It might be hard to believe that Frieze magazine launched its inaugural issue in summer 1991 and staged its first art fair, in Regent’s Park, London, twelve years later. The global art powerhouse has since revolutionized the contemporary art market and expanded its tentpole fair program to the global stage with highly successful and buzzed-about editions in New York and Los Angeles. Though it seems cruel that fairs are off-limits on its 30th birthday, Frieze is undeterred and pushing ahead with new, future-looking digital programming to engage the art world in today’s socially distanced reality.
Kicking off the festivities is Anniversary Sessions, a three-day digital festival (Feb. 17–19) that features intimate yet wide-ranging conversations between celebrated artists like Matthew Barney, Rirkrit Tiravanija, Anicka Yi, and Kara Walker. For an optimal digital experience to be enjoyed long after the festival wraps, Frieze enlisted chefs and bar managers from Dante NYC, Frankies 457 Spuntino, Locanda Locatelli, Rita’s, and Roberta’s to provide video tutorials on mixing cocktails. An acoustic set by Arlo Parks will close out the program on Friday evening.

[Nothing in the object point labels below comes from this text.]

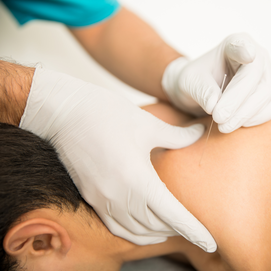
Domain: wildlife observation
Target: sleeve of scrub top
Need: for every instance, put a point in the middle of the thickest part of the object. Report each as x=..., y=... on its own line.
x=73, y=13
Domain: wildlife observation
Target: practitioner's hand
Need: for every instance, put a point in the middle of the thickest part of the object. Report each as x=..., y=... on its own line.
x=105, y=142
x=246, y=100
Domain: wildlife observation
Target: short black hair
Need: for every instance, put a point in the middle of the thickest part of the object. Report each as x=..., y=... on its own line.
x=31, y=177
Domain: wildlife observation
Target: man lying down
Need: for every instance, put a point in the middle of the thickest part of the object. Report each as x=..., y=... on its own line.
x=46, y=225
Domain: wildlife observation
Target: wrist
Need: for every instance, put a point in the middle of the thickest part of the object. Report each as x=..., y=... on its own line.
x=170, y=80
x=15, y=84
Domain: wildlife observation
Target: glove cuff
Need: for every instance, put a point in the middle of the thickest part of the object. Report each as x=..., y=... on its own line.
x=170, y=81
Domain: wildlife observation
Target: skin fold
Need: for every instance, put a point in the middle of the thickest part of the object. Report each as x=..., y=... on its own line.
x=229, y=193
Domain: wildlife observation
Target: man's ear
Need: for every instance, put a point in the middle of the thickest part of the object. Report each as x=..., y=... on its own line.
x=37, y=237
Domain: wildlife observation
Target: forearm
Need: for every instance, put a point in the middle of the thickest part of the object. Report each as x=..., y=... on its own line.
x=130, y=49
x=15, y=83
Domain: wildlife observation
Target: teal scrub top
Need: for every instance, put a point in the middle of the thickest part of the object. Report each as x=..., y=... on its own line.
x=73, y=13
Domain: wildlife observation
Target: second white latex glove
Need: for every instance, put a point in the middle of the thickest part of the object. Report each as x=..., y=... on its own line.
x=195, y=86
x=105, y=142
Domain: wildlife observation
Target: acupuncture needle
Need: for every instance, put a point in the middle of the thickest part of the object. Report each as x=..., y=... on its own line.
x=209, y=132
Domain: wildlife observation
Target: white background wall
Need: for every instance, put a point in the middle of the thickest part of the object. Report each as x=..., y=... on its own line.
x=191, y=26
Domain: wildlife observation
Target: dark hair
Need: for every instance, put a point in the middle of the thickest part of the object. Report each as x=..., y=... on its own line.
x=31, y=177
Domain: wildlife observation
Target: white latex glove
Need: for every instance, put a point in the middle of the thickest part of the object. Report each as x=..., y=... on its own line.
x=246, y=101
x=105, y=142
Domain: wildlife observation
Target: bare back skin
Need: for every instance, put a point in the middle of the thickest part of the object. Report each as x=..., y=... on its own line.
x=230, y=192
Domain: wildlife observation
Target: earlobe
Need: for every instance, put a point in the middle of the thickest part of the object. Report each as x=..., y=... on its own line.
x=37, y=237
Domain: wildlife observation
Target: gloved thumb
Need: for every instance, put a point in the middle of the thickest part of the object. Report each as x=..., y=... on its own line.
x=240, y=49
x=173, y=137
x=201, y=87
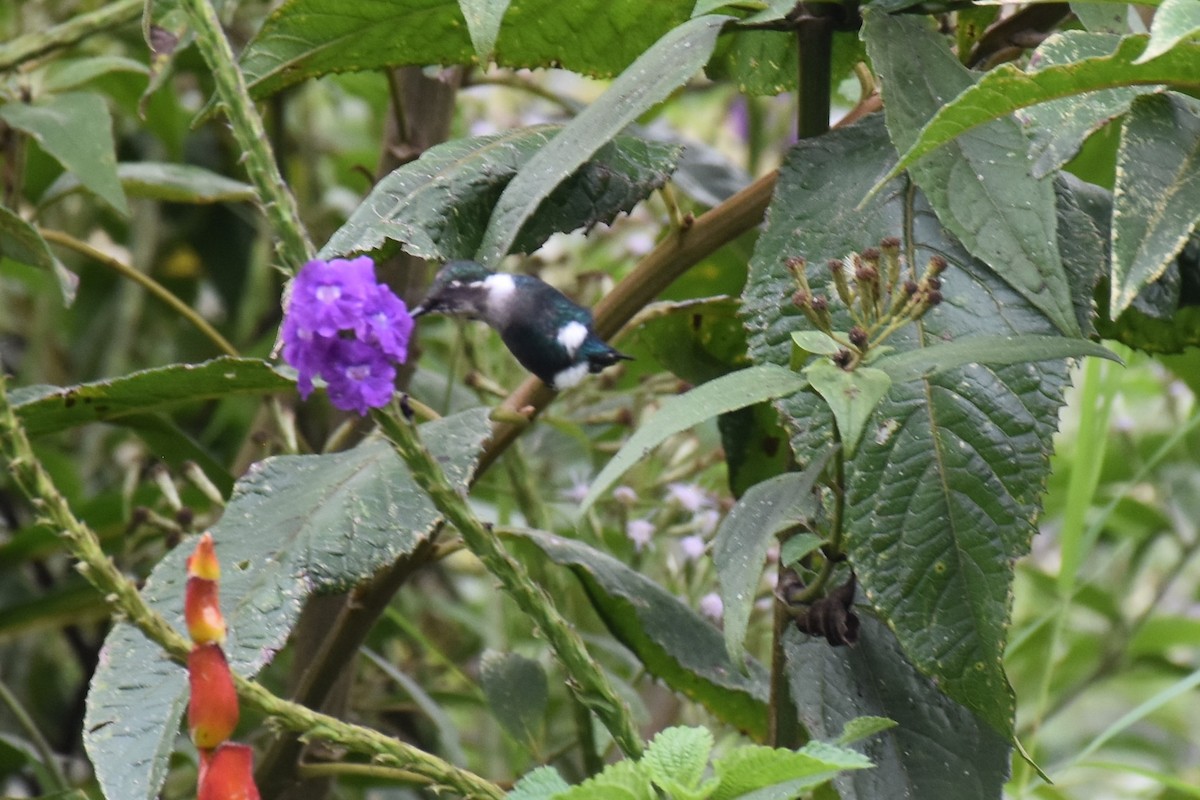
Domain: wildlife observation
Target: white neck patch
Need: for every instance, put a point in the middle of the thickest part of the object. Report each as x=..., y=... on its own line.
x=571, y=336
x=499, y=286
x=571, y=376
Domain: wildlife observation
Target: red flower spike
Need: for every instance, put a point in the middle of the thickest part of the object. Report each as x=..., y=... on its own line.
x=213, y=707
x=229, y=775
x=203, y=561
x=202, y=611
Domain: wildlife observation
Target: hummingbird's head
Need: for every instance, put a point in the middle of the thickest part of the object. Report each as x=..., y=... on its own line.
x=459, y=288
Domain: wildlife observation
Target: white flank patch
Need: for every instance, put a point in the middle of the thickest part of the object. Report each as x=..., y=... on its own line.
x=571, y=376
x=571, y=336
x=499, y=286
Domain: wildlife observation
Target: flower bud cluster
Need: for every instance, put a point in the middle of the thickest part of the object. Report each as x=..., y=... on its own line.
x=874, y=288
x=227, y=769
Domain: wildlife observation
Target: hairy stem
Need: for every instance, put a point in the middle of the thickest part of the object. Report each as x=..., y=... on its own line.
x=280, y=205
x=587, y=680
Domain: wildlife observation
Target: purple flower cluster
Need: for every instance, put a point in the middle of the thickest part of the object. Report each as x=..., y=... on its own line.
x=348, y=329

Anniversary Sessions coincides with the unveiling of an entirely new visual identity designed by Pentagram. In recent years, Frieze’s scope has expanded beyond the magazine and four art fairs to encompass the digital platform, Frieze Viewing Room, alongside a multitude of other editorial initiatives like podcasts and talks. According to David Lane, Frieze’s creative director, the refreshed brand identity reflects the expanded breadth of the organization’s activities and offerings.
“It was a true design problem—how to bring together disparate visual identities into one coherent system that retains the DNA of what has come before,” he says of the typeface, a set of narrow uppercase characters that create a natural continuation of the font used in the magazine’s masthead. “Branding cultural organizations is hard. Too much personality and you overshadow the content, too little and you end up with something void of individuality.” Luke Powell, partner at Pentagram Design, further describes it as “a no-nonsense typeface that can both voice an opinion and also let content speak for itself.”
Perhaps most notably, Frieze is rolling out an annual membership program that offers access to dedicated content, its online archive, special events such as digital talks and virtual viewing rooms, and priority booking to future Frieze fairs. The program is launching in two tiers: Frieze In Depth ($50 per year) and Frieze In Print ($65 per year), with a third, Frieze 91, planned to roll out once in-person events are permitted to return. The membership will provide support for Frieze’s various positive-impact initiatives. A portion of funding for Frieze’s Emerging Curators Fellowship Program, which aims to support BIPOC curators by creating paid placements at public institutions, will be made available through Frieze 91. In Print and In Depth will contribute to a new writing program, Frieze Summer School, that will give ten aspiring writers the opportunity to develop their skills under the tutelage of the Frieze team.
“Joining Frieze will give members an introduction to the world of fresh, critical perspective and debate that has characterized our past 30 years,” Matt Holt, Frieze’s commercial director, said in a statement. “We’re all living in a situation right now that requires us to find new ways to connect, and prompts questions about how communities can, and should, be defined. Frieze is responding to this need in a new way, giving members the opportunity to discover and engage with some of the most relevant artists working today.”
After a tumultuous year, it’s exciting to see headlining art fairs reinvigorate with programming that ventures beyond the confines of the virtual viewing room. Hopefully other fairs follow suit.